For non-Southerners, allow me to explain:  here in the Deep South, our only true season is summer, which runs from late March through Thanksgiving.  I’ve seen people mow their lawns a week before Christmas.  If we’re lucky we get a mild summer.  After an oppressively muggy May, a morning in the low 60s is a blessed reprieve here in the Palmetto State.

But talking about the weather is probably why my numbers are down, so I’ll move on to another non-politics-related topic:  my penchant for hustlin’.  Readers know that I have a few gigs running at any time, including private music lessons, adjunct teaching, my History of Conservative Thought summer course, and playing shows.  I also paint classrooms and do sweaty manly maintenance work at my little school when I’m not molding minds.  And while it doesn’t pay anything yet, I’m hoping to get a few bucks for my writing.

But perhaps my favorite side gig is an annual tradition:  my school’s annual Minecraft Camp.  A former school administrator started the camp, and I’ve carried it on for some years now.

For the uninitiated, Minecraft is basically LEGOs in video game form.  The genius creation of programmer Markus Persson, the game places players in a massive sandbox world, with the objective being… anything!  There are no timers (other than a day and night cycle), no goals, and no ending.  Players generate a theoretically endless world from scratch, and proceed to build—craft—their way to civilization (or endless PVP battles).

Players can activate Creative Mode, which allows for endless flights of fancy, with access to every block and resource in the game, or they can play in Survival, which is exactly what it sounds like:  players hide from (or fight) monsters at night, hunt for or grow food, and have to keep their health up.

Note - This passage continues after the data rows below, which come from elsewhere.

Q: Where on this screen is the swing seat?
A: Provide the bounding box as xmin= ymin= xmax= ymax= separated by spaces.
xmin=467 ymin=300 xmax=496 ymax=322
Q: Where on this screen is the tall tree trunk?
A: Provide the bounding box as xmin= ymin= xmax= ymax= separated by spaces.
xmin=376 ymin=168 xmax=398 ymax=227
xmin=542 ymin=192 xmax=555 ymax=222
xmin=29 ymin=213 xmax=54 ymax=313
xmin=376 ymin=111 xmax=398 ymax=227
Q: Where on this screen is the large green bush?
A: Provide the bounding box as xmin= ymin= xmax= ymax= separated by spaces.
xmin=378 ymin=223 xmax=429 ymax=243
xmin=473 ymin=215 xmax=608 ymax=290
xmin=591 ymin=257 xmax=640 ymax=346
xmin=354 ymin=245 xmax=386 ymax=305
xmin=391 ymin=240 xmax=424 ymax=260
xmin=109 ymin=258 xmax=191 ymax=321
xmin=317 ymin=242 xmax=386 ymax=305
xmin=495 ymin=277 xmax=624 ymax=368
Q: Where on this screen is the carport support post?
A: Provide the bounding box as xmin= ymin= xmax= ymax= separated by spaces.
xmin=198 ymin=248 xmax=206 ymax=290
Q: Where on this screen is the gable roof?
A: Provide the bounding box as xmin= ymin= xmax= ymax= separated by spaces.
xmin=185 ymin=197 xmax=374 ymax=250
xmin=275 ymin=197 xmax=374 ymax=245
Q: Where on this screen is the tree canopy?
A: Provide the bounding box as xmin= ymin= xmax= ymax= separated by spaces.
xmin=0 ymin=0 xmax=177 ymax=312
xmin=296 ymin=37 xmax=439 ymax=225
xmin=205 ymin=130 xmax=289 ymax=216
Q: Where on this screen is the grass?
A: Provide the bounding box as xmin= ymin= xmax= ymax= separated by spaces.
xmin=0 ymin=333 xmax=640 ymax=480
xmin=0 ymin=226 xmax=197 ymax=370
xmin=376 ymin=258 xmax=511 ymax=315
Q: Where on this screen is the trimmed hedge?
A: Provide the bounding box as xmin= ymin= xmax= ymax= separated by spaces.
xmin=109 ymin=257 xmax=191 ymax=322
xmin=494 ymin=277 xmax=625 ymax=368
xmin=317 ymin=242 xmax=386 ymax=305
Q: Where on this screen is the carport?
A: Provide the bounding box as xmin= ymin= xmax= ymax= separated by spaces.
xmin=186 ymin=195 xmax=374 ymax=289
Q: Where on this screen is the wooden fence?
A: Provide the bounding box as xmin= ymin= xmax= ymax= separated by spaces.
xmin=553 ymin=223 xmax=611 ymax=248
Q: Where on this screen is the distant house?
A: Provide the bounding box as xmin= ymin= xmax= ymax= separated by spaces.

Minecraft has enjoyed ubiquity since its release in 2011—it’s the best-selling video game of all time—and when we started Minecraft Camp back in the day (I think it was summer 2013 or 2014, but I’m not sure), it was HUGE.  The game has inspired probably tens of thousands of mods, from simple additions like extra monsters or types of blocks, to total conversions that completely rebuild the game’s mechanics.

With the rise of Fortnite a year ago, the game seemed to wane in popularity, but it’s apparently enjoying a resurgence:  our camp was up to twelve Crafters from a low of about four or five last year.  It gets absolutely chaotic at times—like during our final camp PVP battle, and a hectic boss fight against a gigantic, camper-created Creeper named “Creeperzilla,” that saw kids shouting nearly at the top of their lungs with unabashed glee—but it’s also beautiful to see the creativity of young children.  I am constantly amazed to see what they create.

And, let’s face it, there are worse ways to make an extra buck than playing video games with a group of creative eight-to-thirteen-year olds.  It definitely beats raking up old pine straw and spraying Roundup on cracks in the parking lot.